Brian was in Northern California?

‘I wondered why he would come here and not say anything to me about taking a trip all this way,’ she thought to herself. Then a thought occurred to her – what if he’s one of them? What if he’s a werewolf, too? Could that be how he came to know her parents? They were sniffing up the wrong tree, so to speak, and he was to keep an eye on how close they came to the right one?

Shaking her head, she let out a soft sigh and took her bowl to the sink to clean up her mess and went to get dressed for another run. There was no sense in holing herself up, when she had always known she was safe here. Perhaps they were why she was safe. She didn’t know, but if they were going to harm her, she figured they’d be able to get inside the house to harm her, no matter what she did to keep them from gaining entry.

She pulled her tank top over her head as she came down the stairs, and stopped in the kitchen to grab a sport bottle then filled it with ice and water.

On the way out, she pulled the door closed, then took off down the path she knew so well. About halfway to her destination, she felt another presence, and she stopped running to stare into the woods around her.

“Come out and show yourself” she said loudly.

She watched the shadows closely, looking at each one as turned around.

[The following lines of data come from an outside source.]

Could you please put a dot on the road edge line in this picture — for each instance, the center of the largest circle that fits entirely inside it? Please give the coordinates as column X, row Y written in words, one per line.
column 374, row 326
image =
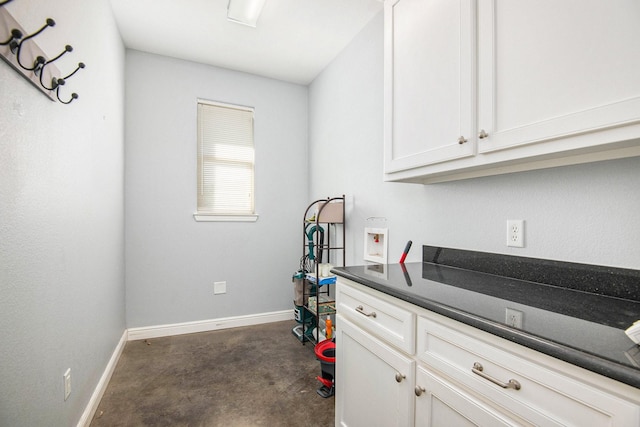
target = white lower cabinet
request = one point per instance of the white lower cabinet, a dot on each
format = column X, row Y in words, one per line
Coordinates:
column 457, row 375
column 376, row 387
column 441, row 403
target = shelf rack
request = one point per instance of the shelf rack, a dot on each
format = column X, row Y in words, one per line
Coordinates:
column 323, row 240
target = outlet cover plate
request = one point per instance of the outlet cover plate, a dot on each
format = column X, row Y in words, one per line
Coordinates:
column 219, row 288
column 515, row 233
column 67, row 383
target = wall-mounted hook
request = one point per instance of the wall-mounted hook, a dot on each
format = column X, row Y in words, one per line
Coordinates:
column 60, row 83
column 29, row 59
column 18, row 47
column 15, row 36
column 67, row 48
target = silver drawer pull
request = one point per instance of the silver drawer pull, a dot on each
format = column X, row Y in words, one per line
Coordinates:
column 360, row 310
column 477, row 369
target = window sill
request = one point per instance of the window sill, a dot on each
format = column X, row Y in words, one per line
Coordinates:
column 224, row 218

“Look, I don’t have all day, and I know you’re there. I can hear you.”

She looked around and listened before she began walking toward the house again.


‘She can hear me?’ Connor thought she must be trying to trick him into showing himself, which he wouldn’t do.

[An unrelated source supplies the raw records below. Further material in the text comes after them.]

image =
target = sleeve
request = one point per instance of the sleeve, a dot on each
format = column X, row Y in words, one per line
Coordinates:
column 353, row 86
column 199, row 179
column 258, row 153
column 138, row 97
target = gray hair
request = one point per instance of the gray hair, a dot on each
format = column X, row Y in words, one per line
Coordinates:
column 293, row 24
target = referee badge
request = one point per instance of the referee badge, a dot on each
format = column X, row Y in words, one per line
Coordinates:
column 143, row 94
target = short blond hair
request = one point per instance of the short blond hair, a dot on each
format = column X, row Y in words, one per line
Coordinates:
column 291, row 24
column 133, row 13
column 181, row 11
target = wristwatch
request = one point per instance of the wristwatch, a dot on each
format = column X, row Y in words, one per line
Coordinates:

He watched as she started walking. Her path took her past his current hiding place, but there wasn’t any way for him to move, so he crouched down and remained perfectly still.

In the distance, he heard a wolf howl. Carefully, quietly, he lifted his head and sniffed the wind. It was someone from his pack. He hadn’t paid very close attention to the voice so he wasn’t exactly sure who it was, but when he heard the howl again, he could tell they were coming closer.

He watched as Madelyn stopped and stiffened when she heard the howl. The second set her walking much faster, then jogging. Connor carefully emerged from his hiding place and trailed her. She was running by now and her fear was growing. He could smell it all over her. He knew if he could smell it, the other wolf could, too. He had to get her to safety then drive the other wolf away from his mate.

Sending up a howl of his own, one of warning, he started out behind Madelyn, staying just out of her sight.